Linda Tegg, “Terrain (Prairie Grass)” (2015), grass, dry wall, lights, dimensions variable (click to enlarge)
This expedited movement is considered in Wilfredo Prieto’s “Walk” (2012), a plant housed in a wheelbarrow, with instructions from the artist that it must be taken on a two-mile walk before it can be installed within the gallery as “art.” Did the plant happen to bond with its human compatriots as it swiftly moved alongside them? The installation in the exhibition is like that of a caged bird, the wheelbarrow sadly stationed just beyond the glass separating the gallery from its grass-filled courtyard out back.
Although pieces like Linda Tegg’s large, brightly-lit grass installation “Terrain (Prairie Grass)” (2015), and Sri Chowdhury’s set-like arrangement of plants and light gels “Affected Painting” (2015) are visually intriguing, each lacks the communicative aspect of other pieces, resisting the exploration of how one might interact with the plant beyond its properties of shape, color, and height.
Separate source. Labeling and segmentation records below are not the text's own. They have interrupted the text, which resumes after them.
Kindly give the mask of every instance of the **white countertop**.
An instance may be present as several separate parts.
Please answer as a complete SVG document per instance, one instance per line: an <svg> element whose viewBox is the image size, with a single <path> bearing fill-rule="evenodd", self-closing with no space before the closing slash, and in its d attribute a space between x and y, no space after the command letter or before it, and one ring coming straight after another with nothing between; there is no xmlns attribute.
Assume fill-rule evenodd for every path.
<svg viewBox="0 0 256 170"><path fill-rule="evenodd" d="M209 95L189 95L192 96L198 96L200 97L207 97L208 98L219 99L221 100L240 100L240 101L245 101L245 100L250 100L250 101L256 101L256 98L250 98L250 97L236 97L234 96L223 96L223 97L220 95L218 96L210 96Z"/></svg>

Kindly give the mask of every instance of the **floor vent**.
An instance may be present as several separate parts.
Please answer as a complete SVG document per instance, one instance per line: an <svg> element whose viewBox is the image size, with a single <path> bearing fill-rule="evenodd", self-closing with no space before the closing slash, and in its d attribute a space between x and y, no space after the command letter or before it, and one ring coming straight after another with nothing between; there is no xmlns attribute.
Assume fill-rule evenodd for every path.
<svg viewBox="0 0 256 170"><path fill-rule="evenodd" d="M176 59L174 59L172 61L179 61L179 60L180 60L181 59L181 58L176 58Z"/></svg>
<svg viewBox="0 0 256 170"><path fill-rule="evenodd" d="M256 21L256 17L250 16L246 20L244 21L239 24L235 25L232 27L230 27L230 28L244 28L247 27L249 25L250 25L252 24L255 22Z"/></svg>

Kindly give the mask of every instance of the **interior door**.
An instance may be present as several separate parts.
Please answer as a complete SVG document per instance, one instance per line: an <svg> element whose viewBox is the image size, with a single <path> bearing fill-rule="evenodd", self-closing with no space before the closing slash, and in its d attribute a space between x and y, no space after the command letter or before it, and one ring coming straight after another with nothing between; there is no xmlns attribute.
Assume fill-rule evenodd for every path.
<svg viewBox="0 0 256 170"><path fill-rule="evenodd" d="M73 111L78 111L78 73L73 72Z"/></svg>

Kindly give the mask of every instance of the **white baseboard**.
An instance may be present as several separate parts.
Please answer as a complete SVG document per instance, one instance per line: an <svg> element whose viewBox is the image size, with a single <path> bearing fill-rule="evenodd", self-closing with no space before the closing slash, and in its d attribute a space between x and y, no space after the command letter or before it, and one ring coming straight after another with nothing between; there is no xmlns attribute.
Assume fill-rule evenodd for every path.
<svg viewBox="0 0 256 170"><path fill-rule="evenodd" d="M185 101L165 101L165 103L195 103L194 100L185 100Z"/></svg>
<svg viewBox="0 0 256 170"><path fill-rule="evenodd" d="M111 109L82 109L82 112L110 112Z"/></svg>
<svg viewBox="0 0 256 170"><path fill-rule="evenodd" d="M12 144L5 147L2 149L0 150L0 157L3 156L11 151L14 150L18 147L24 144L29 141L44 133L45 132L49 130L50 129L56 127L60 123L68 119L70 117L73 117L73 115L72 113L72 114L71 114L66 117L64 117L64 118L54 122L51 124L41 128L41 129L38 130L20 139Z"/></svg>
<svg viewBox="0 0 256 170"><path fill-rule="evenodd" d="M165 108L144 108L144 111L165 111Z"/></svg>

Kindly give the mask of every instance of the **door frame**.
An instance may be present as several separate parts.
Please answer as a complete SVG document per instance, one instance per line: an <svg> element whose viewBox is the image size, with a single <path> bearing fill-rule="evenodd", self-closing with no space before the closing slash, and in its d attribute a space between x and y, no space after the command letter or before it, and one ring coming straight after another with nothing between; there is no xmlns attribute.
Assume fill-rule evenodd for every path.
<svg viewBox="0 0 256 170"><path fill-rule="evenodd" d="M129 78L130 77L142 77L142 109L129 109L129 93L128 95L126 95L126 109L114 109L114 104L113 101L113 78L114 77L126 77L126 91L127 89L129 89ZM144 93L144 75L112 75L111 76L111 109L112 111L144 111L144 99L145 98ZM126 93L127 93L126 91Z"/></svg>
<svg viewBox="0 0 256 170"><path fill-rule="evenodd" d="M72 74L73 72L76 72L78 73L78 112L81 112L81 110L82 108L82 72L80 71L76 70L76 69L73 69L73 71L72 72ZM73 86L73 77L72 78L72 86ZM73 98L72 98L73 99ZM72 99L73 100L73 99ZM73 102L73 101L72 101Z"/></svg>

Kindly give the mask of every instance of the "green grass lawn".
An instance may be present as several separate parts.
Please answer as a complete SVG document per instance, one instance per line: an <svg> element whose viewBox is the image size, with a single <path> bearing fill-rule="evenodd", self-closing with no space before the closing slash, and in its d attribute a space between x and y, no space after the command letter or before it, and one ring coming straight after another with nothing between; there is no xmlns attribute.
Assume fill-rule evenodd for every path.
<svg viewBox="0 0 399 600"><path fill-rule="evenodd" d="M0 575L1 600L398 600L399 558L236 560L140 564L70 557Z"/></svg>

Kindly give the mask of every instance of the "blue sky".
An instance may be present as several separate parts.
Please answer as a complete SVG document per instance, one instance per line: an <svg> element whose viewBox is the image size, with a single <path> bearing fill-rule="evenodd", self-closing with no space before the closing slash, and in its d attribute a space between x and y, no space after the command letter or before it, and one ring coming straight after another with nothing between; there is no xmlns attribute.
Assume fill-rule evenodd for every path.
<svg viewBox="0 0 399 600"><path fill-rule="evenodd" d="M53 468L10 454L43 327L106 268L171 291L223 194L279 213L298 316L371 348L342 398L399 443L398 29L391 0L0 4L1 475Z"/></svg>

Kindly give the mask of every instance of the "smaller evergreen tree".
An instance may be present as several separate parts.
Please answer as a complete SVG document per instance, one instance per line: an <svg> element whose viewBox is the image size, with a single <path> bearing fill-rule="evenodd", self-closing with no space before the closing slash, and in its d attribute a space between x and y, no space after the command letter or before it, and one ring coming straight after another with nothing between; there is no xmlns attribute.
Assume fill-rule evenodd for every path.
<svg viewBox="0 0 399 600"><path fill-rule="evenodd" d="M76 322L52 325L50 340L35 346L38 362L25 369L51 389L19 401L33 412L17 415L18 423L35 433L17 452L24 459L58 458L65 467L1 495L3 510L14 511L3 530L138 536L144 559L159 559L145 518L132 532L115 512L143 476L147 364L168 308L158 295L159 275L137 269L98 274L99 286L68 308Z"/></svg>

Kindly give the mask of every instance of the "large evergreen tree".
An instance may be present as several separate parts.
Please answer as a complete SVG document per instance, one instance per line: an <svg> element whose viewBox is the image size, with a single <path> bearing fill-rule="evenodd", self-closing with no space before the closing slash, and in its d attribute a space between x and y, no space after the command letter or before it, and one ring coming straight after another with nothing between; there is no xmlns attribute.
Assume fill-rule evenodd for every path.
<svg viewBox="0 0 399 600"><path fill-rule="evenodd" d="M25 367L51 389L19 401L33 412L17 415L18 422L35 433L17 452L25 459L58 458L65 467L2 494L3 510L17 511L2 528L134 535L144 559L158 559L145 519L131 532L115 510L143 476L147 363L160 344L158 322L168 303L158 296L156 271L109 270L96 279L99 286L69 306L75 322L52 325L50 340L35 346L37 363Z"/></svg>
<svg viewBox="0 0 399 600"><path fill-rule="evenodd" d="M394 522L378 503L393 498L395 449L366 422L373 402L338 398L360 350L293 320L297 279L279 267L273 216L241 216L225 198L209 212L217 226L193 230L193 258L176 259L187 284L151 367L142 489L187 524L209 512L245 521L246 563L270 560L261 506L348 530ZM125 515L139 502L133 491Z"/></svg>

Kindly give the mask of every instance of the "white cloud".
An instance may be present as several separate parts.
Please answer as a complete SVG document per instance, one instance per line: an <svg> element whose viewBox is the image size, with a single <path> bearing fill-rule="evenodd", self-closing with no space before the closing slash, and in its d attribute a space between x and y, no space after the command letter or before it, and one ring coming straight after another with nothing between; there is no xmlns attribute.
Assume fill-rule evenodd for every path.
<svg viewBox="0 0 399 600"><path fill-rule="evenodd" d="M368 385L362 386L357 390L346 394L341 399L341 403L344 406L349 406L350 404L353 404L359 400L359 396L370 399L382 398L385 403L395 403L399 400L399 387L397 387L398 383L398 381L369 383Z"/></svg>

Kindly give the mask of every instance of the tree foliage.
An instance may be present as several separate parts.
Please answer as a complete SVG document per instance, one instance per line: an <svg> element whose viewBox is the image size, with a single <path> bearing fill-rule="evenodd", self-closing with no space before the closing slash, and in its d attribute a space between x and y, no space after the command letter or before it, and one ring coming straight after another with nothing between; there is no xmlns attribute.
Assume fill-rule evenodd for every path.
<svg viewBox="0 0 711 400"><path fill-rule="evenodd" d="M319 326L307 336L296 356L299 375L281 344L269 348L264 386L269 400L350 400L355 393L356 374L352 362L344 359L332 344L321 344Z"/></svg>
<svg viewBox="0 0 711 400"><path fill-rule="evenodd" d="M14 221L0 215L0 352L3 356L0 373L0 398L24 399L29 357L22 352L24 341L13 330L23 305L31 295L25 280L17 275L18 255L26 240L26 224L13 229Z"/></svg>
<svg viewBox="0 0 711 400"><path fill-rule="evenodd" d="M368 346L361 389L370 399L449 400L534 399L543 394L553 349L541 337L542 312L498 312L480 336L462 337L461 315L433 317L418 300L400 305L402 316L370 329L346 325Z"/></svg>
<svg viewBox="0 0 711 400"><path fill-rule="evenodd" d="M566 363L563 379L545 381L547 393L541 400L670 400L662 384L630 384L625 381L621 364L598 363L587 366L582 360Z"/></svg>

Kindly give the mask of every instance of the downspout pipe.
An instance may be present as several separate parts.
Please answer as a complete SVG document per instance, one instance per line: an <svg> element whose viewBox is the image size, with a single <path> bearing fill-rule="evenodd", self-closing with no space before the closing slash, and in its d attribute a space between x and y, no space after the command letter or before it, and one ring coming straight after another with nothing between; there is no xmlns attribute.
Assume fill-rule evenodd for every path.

I first dismissed Steve Ruiz’s “Money Tree” (2014) — a comic-like watercolor depicting the eponymous plant — however, after revisiting the piece’s text “Give me money!” I realized how it perfectly articulates the relationship we have when plants enter the home, demanding fulfillment from their objecthood and placing them in arrangements that highlight the patterns in our IKEA furniture.
The exhibition’s insistence on the slow movement of plants is most blatantly represented in Andrew Yang’s “New Economies of Anachronistic Fruit” (2015), an installation that explains the existence of the Kentucky Coffeetree, a plant that produced fruit for the consumption of mammoths and giant sloths, which both disappeared over 13,000 years ago. Clocked for extinction due to earth’s lack of animals equipped to spread its seed, the tree, Yang suggests, should now cater to humans. His suggestion is humorously backed by a gumball machine filled with the tree’s seeds — a way for the gallery’s audience to help the tree to keep up with its slow-moving evolution. Like Yang’s installation, Imperceptibly and Slowly Opening gives each of the plants featured within the exhibition an individual spotlight, allowing the audience a chance to explore their own phytocentric perspective with plants that have been temporarily moved out from the background.

Wilfredo Prieto, “Walk” (2012), wheelbarrow and plant, dimensions variable (private collection, Madrid)
Imperceptibly and Slowly Opening continues at Sector 2337 (2337 N Milwaukee Ave, Chicago) through November 21.